第六十一話 玲子の涙
――地下低温室。
静寂が戻った室内に、二機のドローンが静かに舞い降りた。それはまるで、迷える子供を迎えに来た妖精のように、二人の目の前で静止する。
『彩香、無事なの!? どこか痛むところはない? 体は冷え切っていない!?』
スピーカーから溢れ出したのは、先ほどまでの氷のような冷徹さが嘘のような、過保護なまでに必死な玲子の声だった。
カタリストは込み上げてくる熱い感情をぐっと堪え、凛とした声で答える。
「……はい。無事です、お姉様。助けていただき、本当にありがとうございました」
その言葉を聞き、ドローンたちは安堵したように上下に大きく揺れた。
一方、傍らにいたメガネの学生は、今起きている非現実的な光景を、夢でも見ているかのような表情でただ見つめていた。
ふと、一機のドローンがレンズを彼の方へ向けた。
『……ねえ、そこの君。今ここで起きたことは、他言無用よ。約束を守れるなら、君のこれからの安全と平穏は私が保証してあげる』
学生は机から降りると、ドローンに向かって深く一礼した。
「……分かりました。それから、僕たちの命を救っていただき、本当にありがとうございます」
ドローンは満足げに小さく揺れ、一瞬の沈黙の後、少しだけトーンを和らげて付け加えた。
『それと……彩香を守ろうとしてくれて、ありがとう。君、格好良かったわよ』
不意に投げかけられた直球の称賛に、学生は耳まで真っ赤にして絶句した。
隣では、なぜか自分のことのようにドヤ顔を浮かべたカタリストが、机を降りて彼にそっと歩み寄る。
「……誇ってください。お姉様に褒められるなんて、滅多にないことなんですから。それと、私からもお礼を言わせてくださいね……私を助けようとしてくれて、ありがとうございました」
カタリストがメガネ学生を見つめるその瞳は、どこまでも優しかった。凍てついた実験室に、春のような柔らかな空気が、二人を包んでいた。
……この事件の後、講義で彼女が彼の隣に座るようになり、やがて共に昼食を摂る姿が見られるようになるのは、また少し先の話となる。
――クロサワが呼びだした掃除人であるブルームとダストパンに、拘束した偽警備員を引き渡した後、三人は夕闇に包まれた駐車場へと向かっていた。
そこには、移動司令部『シロ』を離れ、祈るように実験棟の方角を見つめる玲子の姿があった。
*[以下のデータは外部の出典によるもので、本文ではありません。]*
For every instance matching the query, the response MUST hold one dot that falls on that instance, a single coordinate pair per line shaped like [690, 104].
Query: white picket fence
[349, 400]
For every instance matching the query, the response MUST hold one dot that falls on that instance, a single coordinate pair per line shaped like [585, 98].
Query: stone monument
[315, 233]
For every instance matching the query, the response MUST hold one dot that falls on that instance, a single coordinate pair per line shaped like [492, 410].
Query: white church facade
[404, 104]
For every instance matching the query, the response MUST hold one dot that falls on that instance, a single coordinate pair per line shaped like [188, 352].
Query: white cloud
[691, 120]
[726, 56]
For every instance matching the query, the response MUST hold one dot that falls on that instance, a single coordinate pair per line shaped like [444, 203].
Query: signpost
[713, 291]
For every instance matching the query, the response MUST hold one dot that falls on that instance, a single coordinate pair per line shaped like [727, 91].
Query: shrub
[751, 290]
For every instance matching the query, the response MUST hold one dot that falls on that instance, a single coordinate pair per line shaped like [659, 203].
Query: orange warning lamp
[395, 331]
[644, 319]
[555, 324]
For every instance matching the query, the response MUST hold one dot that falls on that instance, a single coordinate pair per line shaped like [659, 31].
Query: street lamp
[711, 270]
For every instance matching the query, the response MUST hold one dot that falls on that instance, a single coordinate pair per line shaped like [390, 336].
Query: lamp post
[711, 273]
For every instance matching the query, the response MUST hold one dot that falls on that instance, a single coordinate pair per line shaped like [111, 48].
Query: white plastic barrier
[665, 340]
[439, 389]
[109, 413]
三人の姿を認めた瞬間、玲子は弾かれたように駆け出した。
カタリストもまた、堰を切ったように玲子のもとへ走り、その細い体に抱きついた。
「……ごめんなさい、ごめんなさい……お姉様の役に立つどころか……ご迷惑をおかけして……っ!」
涙が溢れ、震え続けるカタリストの後ろ髪を、玲子は優しく撫で続ける。
「……ねえ、カタリスト。あなたがBlack Wellに来る時に言ったことを覚えているかしら……決して道具として使い潰さないって……約束を果たしただけだわ」
その言葉に、カタリストの涙が深くなる。そして低温室の中で、一人でずっと我慢してきたその思いが決壊した。
「私、怖かったんです……人の……利己的な、あの悪意が。私、どうして人の心がわかるのでしょう……こんな力、最初から無かったらよかったのに……!」
能力の呪縛に打ちひしがれるカタリストを、玲子はそっと引き離し、春の木漏れ日のような優しい声で諭した。
「……彩香。他人の心に惑わされては駄目……それに、あなたのその力があったからこそ、私たちは出会えたのよ」
その言葉にカタリストが涙で濡れた顔を上げた、その時。カタリストの瞳が驚愕で大きく見開かれた。
背後にいたクロサワとイカロスも、まるで時が止まったかのようにその場で固まった。
なにより、玲子自身が一番驚いていた。
頬を伝う、一筋の温かな感覚。
それを指先でそっとなぞると、拭った指先は透明な雫で濡れていた。
「……変ね。意味のない涙が流れてくるなんて。これ、不具合かしら?」
玲子は、困ったように少しだけ眉を下げ、優しく、けれどぎこちなく微笑んだ。
その光景を静かに見守っていたイカロスが、少しだけ鼻を高くして、隣のクロサワに呟いた。
「なあ旦那。俺の『名付け』、すげえだろう?」
クロサワもまた、モノクルの奥の目を細め、深く深く頷いた。
「……ええ、確かに。カタリストは、玲子様の凍てついた心を溶かす、唯一無二の触媒になられました」
キャンパスを抜けるそよ風が、寄り添い合う二人の影を優しく包み込んでいた。